Des citoyens mobilisés
Si la Première ministre a souhaité que les citoyens se responsabilisent, il faudrait aussi qu'une vaste campagne de sensibilisation soit lancée et qu'elle soit accompagnée d'une réglementation adéquate en matière environnementale. Rien de cela n'existe pour le moment. Pourtant, des initiatives sont prises ici et là par différents groupes de la société civile. Le 29 mai dernier par exemple, l'orchestre Tropicana d'Haïti, par le biais de sa fondation philanthropique " Fonda Tropic " a lancé au Cap-Haïtien et au Limbé, l'opération " Planté pyé bwa pou la vi ka miyo ". Ce programme a mobilisé plusieurs milliers d'écoliers et 15 300 plantules ont été mises en terre.
Au Bel-Air, le 24 juin écoulé, des milliers de plantules ont été mises en terre, ont annoncé les organisateurs de la campagne " Bèlèvèt ". Même la Minustah s'est mise de la partie. En effet, plusieurs contingents de la Mission des Nations unies pour la stabilisation en Haïti (Minustah) sont impliqués depuis janvier dans une campagne de reboisement destinée à inculquer le plus tôt possible aux enfants une conscience écologique, alors qu'aucun endroit du pays n'échappe au déboisement. La moitié des plantules utilisées au cours de cette campagne a été octroyée par l'organisation Double Harvest. L'autre partie a été offerte par le ministère haïtien de l'Agriculture.(2)
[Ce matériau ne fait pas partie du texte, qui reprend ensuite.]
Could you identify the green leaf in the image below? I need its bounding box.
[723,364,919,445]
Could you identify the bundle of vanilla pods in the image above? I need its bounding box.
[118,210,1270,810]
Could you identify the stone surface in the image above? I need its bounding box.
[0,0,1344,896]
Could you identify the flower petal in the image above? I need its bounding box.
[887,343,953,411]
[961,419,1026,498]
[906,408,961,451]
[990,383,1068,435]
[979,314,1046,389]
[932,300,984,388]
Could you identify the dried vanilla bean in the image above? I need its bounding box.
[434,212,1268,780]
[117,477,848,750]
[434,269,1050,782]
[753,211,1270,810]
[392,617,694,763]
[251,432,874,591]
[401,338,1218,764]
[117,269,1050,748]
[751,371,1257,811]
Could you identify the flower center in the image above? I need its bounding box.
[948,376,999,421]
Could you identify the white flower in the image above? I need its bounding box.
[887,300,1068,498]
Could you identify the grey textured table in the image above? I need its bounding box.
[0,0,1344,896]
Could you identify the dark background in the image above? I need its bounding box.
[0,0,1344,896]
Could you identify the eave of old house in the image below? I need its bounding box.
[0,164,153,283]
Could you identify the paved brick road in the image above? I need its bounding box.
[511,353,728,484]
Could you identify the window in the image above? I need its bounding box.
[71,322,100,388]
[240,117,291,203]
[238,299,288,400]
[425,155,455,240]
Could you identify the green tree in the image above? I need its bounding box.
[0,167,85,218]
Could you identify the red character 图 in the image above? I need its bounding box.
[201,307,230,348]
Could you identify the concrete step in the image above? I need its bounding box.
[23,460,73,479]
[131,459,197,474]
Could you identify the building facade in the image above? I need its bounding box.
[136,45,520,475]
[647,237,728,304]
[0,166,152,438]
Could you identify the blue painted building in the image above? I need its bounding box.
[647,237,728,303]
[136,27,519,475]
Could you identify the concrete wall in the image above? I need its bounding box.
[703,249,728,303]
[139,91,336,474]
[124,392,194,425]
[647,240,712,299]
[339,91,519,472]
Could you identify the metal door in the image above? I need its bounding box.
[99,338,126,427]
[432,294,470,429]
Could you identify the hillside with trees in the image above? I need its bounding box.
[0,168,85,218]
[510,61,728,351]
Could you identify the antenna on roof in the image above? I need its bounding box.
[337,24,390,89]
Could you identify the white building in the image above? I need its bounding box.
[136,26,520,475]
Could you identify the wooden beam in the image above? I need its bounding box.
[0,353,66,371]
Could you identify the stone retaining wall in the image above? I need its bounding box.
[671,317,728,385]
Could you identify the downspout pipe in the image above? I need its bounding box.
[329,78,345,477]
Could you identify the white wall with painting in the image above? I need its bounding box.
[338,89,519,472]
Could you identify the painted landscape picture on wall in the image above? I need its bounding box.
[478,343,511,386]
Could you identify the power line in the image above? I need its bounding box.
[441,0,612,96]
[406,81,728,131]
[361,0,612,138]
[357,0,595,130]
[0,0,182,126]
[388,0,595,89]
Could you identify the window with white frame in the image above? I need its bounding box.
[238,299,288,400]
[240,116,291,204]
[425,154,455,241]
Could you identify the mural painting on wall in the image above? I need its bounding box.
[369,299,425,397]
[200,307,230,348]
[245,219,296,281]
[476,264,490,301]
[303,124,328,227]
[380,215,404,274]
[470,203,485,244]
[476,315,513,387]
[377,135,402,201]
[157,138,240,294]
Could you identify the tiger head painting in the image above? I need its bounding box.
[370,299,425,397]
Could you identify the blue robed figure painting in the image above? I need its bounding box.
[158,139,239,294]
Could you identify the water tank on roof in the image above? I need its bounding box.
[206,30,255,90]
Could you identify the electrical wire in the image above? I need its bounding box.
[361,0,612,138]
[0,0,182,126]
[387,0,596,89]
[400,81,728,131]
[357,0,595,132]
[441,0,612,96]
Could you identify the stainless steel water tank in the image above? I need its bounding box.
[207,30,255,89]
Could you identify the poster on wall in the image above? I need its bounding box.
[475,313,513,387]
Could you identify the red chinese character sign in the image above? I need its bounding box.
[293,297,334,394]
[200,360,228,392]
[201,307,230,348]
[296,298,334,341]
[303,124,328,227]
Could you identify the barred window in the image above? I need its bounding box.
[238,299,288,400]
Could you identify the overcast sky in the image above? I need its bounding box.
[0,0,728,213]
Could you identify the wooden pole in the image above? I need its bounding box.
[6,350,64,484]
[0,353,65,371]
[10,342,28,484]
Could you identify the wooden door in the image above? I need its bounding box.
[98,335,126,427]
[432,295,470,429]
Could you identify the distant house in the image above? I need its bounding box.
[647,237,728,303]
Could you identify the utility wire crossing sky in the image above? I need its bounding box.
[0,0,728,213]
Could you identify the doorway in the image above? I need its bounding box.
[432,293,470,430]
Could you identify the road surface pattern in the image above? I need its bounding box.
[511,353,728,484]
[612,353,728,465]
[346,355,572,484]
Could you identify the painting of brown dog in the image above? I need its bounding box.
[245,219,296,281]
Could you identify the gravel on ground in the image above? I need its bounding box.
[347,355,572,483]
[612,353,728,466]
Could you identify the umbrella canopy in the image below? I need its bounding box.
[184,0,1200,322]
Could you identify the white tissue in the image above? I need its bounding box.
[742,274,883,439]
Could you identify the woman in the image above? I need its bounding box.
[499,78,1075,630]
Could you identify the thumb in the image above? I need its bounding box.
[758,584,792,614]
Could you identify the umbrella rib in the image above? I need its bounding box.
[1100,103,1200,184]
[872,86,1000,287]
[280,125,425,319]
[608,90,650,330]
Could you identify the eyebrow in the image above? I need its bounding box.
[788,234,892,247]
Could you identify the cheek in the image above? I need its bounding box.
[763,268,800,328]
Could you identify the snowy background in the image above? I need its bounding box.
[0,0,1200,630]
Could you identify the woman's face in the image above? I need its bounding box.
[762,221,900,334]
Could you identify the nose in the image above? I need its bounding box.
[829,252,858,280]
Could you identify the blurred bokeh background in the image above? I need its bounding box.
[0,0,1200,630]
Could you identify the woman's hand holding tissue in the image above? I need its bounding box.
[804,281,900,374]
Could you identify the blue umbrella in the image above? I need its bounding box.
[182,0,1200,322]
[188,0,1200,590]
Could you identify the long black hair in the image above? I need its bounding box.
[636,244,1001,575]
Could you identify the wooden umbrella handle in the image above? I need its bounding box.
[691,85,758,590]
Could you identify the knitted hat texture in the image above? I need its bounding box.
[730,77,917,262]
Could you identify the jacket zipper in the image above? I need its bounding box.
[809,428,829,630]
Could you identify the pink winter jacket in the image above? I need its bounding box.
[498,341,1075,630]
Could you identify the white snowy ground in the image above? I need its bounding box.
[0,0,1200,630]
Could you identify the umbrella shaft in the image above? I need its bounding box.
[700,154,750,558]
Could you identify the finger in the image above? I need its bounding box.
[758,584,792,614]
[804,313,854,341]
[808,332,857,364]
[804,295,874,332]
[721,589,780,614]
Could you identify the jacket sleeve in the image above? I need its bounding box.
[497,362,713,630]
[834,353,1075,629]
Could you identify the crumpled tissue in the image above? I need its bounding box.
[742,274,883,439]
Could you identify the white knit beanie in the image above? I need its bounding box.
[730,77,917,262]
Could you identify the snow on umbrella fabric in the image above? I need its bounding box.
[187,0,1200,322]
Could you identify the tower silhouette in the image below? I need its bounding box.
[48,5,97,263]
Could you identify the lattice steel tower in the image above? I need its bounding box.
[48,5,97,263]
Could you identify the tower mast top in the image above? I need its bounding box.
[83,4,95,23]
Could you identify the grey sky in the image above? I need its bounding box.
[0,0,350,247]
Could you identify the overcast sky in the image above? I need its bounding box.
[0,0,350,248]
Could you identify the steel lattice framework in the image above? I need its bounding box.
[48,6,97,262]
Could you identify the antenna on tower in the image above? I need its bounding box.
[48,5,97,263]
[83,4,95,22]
Malheureusement, ces heureuses initiatives ne peuvent en aucun cas faire la différence dans le scénario écologique catastrophique auquel nous devons faire face.
Nous avons appris avec plaisir que deux cents organisations de la société civile y compris des artistes ont décidé d'élever la voix contre la dégradation de l'environnement en Haïti et d'organiser une marche ce vendredi 17 juillet. Cette dernière sera organisée par "Moun pou Ayiti bèl " (Mab), soutenu par de nombreux artistes. Le professeur et cinéaste Arnold Antonin, l'un des chefs de file de Mab, juge nécessaire un sursaut national afin de circonscrire le suicide collectif imminent.
Rappelons que seulement 0.71% du Budget national est consacré à l'environnement. Le comité directeur de Mab déplore estime que 40% de ce budget devraient être alloués respectivement pour l'éducation et l'environnement.
Espérons, que cette marche sera un élément déclencheur d'une réelle prise en charge des graves problèmes environnementaux en Haïti. En matière environnementale, il faut absolument arrêter de se déresponsabiliser et passer urgemment de la parole à l'action. N'oublions pas que " notre environnement et notre attitude sont le résultat de nos choix " (Daniel Desbiens). Il en va de notre survie à tous.
Nancy Roc
Montréal, le 16 juillet 2009.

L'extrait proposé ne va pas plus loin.